Reasons for Recommendation
The recommendation for acceptance is based on the paper's solid dual contribution (a novel method and a new dataset) and, most importantly, the authors' highly effective response to the reviewers' initial concerns. The weaknesses, while valid, were shown to be addressable and were largely resolved during the rebuttal period. The paper is recommended for a poster presentation. The combination of a novel application-focused method and a new dataset makes it a valuable addition to the conference.
Summary of Discussion and Rebuttal
The review process began with a 2-2 split in ratings. The main points of contention were the method's generalization capabilities and the significance of the new PM-X dataset.
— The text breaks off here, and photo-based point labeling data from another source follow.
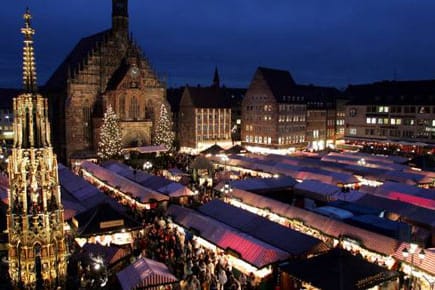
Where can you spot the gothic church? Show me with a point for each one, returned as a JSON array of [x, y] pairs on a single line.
[[105, 68]]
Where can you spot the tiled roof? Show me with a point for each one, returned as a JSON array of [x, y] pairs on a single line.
[[77, 55], [279, 81], [209, 97], [393, 92]]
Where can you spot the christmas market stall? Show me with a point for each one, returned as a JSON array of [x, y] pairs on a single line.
[[174, 190], [372, 246], [76, 190], [125, 190], [335, 270], [104, 224], [407, 193], [317, 190], [145, 274], [295, 243], [244, 252]]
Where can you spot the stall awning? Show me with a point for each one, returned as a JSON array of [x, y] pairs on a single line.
[[338, 269], [284, 238], [250, 249], [124, 185], [103, 218], [145, 273]]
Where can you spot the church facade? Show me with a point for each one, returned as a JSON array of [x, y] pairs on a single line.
[[105, 68]]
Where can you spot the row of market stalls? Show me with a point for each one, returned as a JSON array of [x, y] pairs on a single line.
[[256, 244], [174, 190], [346, 169], [373, 247], [129, 191], [105, 233]]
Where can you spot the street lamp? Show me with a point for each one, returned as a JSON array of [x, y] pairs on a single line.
[[147, 166], [362, 162], [226, 190], [412, 252]]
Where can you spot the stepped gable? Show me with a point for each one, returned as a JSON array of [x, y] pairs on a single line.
[[392, 92], [279, 81]]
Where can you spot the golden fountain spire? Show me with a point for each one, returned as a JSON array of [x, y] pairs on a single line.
[[37, 250], [29, 68]]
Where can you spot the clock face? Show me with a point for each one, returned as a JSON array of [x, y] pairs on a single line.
[[134, 72]]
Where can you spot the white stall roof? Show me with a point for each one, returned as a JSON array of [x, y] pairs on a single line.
[[123, 184], [145, 273]]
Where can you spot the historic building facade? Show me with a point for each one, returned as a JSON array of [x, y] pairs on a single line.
[[399, 113], [280, 116], [35, 218], [205, 117], [107, 67]]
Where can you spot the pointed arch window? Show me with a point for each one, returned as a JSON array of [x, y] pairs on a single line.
[[148, 111], [122, 106], [87, 123], [134, 108]]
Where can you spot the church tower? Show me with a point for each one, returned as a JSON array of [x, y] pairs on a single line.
[[120, 18], [37, 250]]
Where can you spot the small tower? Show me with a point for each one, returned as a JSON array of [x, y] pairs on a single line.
[[120, 18], [37, 251], [216, 79]]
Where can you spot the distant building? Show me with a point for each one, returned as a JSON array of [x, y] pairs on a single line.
[[205, 117], [398, 113], [107, 67], [280, 116]]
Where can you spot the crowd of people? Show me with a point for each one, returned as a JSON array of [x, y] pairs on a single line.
[[197, 268]]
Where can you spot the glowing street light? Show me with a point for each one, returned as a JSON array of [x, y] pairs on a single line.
[[147, 166], [412, 252], [226, 190]]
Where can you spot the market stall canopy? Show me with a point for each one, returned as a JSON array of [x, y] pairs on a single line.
[[330, 227], [124, 185], [284, 238], [427, 264], [407, 193], [338, 269], [317, 190], [150, 181], [262, 184], [77, 190], [236, 149], [145, 273], [146, 149], [410, 212], [214, 149], [111, 255], [250, 249], [103, 218]]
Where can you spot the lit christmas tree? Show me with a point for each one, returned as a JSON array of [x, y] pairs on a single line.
[[109, 145], [163, 134]]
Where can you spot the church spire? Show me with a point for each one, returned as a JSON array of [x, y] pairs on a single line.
[[120, 17], [216, 79], [29, 68]]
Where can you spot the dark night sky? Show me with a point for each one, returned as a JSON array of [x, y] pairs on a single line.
[[332, 42]]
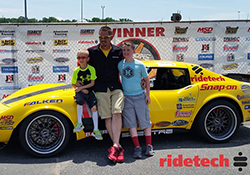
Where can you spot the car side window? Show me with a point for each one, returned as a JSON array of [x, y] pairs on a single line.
[[168, 78]]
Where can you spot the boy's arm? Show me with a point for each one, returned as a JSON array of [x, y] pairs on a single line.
[[146, 79]]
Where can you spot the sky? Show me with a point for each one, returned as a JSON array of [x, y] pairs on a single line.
[[136, 10]]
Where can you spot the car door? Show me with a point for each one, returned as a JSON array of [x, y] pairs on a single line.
[[173, 98]]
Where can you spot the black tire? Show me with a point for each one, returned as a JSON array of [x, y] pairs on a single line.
[[45, 134], [218, 121]]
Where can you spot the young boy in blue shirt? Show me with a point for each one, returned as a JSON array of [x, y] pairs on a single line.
[[136, 101]]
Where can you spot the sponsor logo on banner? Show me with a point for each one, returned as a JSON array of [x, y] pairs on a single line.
[[35, 78], [231, 39], [227, 48], [7, 33], [62, 77], [57, 69], [180, 57], [206, 39], [231, 30], [230, 57], [8, 60], [35, 43], [8, 51], [180, 39], [7, 42], [9, 79], [206, 56], [34, 32], [60, 33], [34, 60], [205, 30], [179, 30], [139, 32], [61, 50], [206, 65], [12, 69], [230, 66], [61, 59], [87, 31], [180, 48], [60, 42]]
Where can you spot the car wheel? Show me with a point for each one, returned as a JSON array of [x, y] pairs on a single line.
[[45, 133], [218, 121]]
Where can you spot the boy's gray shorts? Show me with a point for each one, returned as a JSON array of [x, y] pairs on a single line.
[[135, 109]]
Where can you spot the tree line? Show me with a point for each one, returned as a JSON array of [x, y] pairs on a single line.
[[21, 19]]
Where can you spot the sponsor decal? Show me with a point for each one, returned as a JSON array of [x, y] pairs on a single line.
[[35, 43], [179, 30], [205, 48], [12, 69], [231, 39], [35, 51], [8, 51], [180, 39], [35, 78], [8, 60], [35, 69], [206, 39], [180, 48], [179, 122], [61, 59], [5, 33], [88, 42], [139, 32], [240, 97], [48, 101], [183, 113], [34, 60], [205, 30], [230, 48], [87, 31], [60, 33], [7, 42], [57, 69], [34, 32], [187, 99], [247, 107], [230, 57], [61, 50], [231, 30], [206, 65], [206, 78], [230, 66], [206, 56], [245, 88], [180, 57], [62, 77], [205, 87], [7, 120], [163, 124], [60, 42], [9, 79]]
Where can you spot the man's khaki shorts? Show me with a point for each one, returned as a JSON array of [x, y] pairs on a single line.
[[109, 103]]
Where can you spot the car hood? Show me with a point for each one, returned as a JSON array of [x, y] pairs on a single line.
[[35, 90]]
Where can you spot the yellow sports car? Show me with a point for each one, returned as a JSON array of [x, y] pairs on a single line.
[[183, 96]]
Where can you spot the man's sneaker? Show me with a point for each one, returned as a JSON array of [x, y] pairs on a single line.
[[120, 157], [78, 127], [137, 154], [149, 150], [113, 154], [97, 134]]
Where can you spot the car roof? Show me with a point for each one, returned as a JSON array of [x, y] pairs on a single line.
[[164, 63]]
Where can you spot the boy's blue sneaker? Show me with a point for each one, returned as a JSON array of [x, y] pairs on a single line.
[[78, 127], [97, 134]]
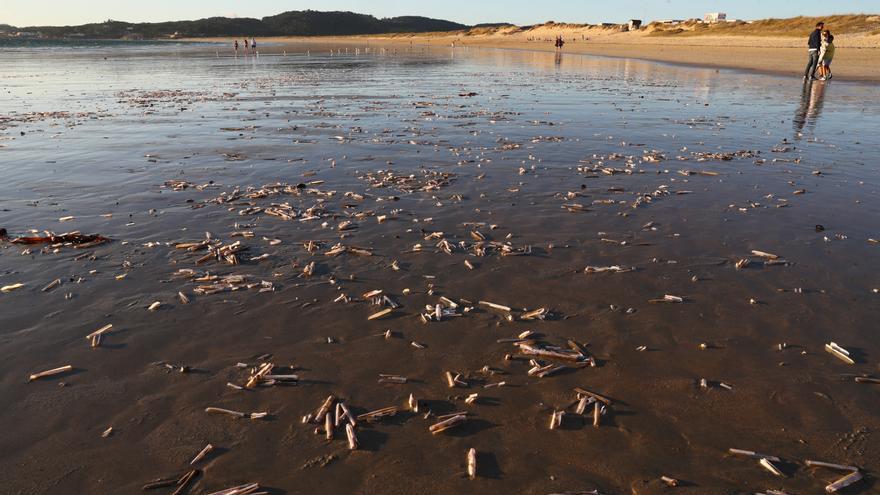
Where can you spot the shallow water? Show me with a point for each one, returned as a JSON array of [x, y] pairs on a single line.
[[517, 131]]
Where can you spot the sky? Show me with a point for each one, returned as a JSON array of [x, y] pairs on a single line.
[[72, 12]]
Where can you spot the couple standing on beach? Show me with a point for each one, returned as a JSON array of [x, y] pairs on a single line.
[[821, 46], [253, 46]]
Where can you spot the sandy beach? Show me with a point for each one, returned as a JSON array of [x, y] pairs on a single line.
[[857, 58], [343, 264]]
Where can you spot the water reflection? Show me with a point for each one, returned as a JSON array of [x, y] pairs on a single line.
[[810, 109]]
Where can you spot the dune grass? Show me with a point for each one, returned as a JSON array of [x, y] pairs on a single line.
[[796, 26]]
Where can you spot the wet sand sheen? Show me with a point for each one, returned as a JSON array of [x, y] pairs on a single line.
[[540, 132]]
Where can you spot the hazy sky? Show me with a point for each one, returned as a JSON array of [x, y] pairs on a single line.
[[61, 12]]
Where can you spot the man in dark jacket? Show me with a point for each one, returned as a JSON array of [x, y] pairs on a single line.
[[814, 44]]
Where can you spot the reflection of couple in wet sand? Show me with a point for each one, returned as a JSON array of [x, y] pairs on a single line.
[[812, 100], [821, 50]]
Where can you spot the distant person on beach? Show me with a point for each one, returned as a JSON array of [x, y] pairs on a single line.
[[559, 42], [814, 44], [826, 55]]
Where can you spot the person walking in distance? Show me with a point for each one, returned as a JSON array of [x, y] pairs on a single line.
[[814, 44]]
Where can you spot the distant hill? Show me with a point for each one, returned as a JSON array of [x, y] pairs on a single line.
[[293, 23]]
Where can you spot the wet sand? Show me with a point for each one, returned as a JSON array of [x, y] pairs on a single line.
[[566, 161]]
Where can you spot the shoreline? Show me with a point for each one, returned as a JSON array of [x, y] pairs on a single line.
[[773, 56]]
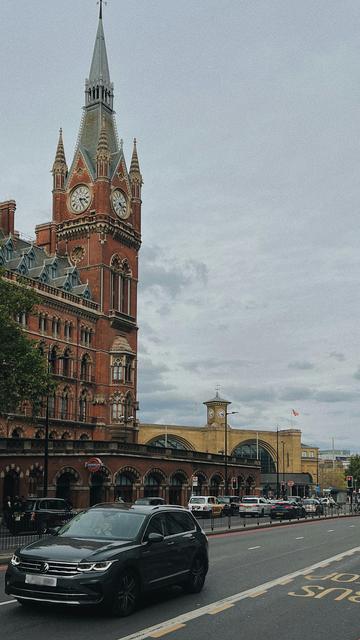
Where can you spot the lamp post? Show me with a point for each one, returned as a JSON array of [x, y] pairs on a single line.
[[277, 464], [283, 482], [227, 413]]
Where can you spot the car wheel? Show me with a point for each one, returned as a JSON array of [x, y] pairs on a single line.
[[196, 579], [126, 595]]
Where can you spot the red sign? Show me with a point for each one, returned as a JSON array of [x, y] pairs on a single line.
[[93, 465]]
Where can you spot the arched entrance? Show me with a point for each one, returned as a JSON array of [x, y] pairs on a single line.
[[199, 487], [11, 484], [253, 450], [215, 482], [36, 482], [152, 484], [124, 485], [66, 480], [177, 482], [99, 486]]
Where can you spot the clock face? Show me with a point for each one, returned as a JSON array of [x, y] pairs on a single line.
[[119, 204], [80, 198]]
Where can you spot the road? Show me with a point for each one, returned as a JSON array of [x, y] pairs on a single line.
[[283, 582]]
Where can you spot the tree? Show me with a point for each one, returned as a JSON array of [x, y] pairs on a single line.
[[23, 370]]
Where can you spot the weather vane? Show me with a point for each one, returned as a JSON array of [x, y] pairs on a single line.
[[101, 2]]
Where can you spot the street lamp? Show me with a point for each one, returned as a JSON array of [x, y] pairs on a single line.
[[227, 413]]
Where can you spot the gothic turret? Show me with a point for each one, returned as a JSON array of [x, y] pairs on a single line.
[[102, 154], [59, 169], [135, 174]]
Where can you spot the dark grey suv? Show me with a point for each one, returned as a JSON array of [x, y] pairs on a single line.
[[109, 555]]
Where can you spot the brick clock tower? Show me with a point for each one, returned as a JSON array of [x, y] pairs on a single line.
[[96, 222]]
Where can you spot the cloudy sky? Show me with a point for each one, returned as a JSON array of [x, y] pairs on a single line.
[[247, 117]]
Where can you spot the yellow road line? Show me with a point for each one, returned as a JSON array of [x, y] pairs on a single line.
[[222, 608], [163, 632], [286, 581]]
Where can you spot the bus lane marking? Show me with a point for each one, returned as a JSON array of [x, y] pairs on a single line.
[[170, 625], [337, 593]]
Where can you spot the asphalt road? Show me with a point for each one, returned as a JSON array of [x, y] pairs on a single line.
[[284, 582]]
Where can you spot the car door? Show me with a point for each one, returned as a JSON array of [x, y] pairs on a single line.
[[156, 564], [181, 538]]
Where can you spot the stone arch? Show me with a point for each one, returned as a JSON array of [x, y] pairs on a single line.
[[99, 485], [202, 487], [250, 483], [216, 480], [124, 483], [248, 449], [153, 481], [166, 440], [35, 474], [178, 485], [17, 432], [66, 480]]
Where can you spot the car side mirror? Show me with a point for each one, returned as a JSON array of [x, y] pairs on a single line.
[[155, 537], [53, 531]]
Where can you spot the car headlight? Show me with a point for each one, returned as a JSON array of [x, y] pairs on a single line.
[[15, 560], [85, 567]]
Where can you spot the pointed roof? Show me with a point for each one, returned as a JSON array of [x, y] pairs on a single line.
[[99, 69], [98, 110]]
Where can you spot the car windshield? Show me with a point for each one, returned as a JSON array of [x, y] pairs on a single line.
[[29, 505], [111, 524]]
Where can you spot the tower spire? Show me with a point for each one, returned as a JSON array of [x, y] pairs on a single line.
[[59, 169]]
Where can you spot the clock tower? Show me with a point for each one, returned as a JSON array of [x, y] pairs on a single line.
[[216, 411], [96, 223]]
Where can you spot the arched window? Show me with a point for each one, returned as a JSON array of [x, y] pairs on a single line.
[[127, 368], [66, 360], [116, 409], [120, 286], [85, 367], [53, 360], [64, 405], [116, 370], [83, 406]]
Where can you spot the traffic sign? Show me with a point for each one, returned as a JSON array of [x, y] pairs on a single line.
[[93, 465]]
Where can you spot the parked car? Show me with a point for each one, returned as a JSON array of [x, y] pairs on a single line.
[[287, 509], [313, 506], [154, 500], [110, 554], [231, 504], [205, 506], [254, 506], [38, 514]]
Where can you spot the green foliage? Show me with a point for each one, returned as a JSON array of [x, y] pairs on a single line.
[[23, 369], [354, 469]]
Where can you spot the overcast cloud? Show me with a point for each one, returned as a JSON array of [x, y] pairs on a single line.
[[247, 117]]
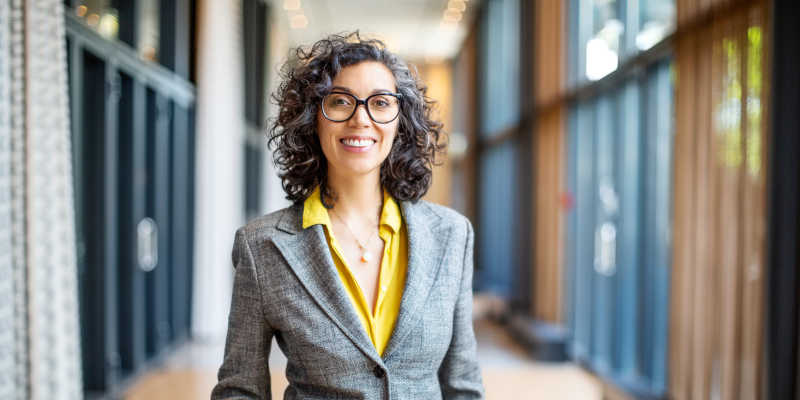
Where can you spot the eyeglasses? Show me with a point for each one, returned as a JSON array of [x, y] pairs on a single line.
[[381, 107]]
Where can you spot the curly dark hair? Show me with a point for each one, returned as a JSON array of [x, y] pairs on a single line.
[[307, 77]]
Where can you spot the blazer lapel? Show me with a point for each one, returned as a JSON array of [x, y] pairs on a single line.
[[427, 241], [306, 251]]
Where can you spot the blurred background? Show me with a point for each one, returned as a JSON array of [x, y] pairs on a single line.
[[630, 167]]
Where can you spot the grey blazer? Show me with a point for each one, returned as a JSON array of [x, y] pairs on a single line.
[[287, 286]]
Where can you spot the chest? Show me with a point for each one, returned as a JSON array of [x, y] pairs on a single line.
[[366, 273]]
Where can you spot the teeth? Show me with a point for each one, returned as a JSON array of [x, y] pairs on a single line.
[[358, 143]]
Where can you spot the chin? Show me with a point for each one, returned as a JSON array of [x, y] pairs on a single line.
[[360, 168]]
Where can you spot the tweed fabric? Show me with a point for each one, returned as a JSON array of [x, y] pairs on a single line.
[[286, 286]]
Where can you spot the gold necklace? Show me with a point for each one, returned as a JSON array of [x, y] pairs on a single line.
[[366, 256]]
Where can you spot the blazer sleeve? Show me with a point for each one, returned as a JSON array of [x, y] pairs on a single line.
[[459, 374], [244, 373]]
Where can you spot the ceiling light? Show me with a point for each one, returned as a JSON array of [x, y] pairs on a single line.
[[291, 5], [457, 5]]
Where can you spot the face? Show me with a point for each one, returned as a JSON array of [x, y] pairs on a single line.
[[373, 140]]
The authors' rebuttal was comprehensive:
- On Generalization: To address the concern about being limited to cabinet-like objects, the authors provided a new, detailed table showing their model's performance across seven diverse categories. These new results demonstrated that DIPO consistently outperforms the baseline across all categories, effectively refuting the initial criticism.
- On the PM-X Dataset: To clarify the dataset's contribution, the authors provided a new set of experiments evaluating their model's performance when trained with and without PM-X. The results clearly demonstrated that including PM-X leads to a significant performance improvement, validating its utility. They also created a standalone test set for PM-X to establish its potential as a future benchmark. This targeted response successfully resolved the main concerns. Both of the initially more critical reviewers (r4pp and tw3w) acknowledged that their points had been addressed and consequently raised their scores to "Borderline Accept." This transformed a split decision into a consensus that the paper is a valuable contribution.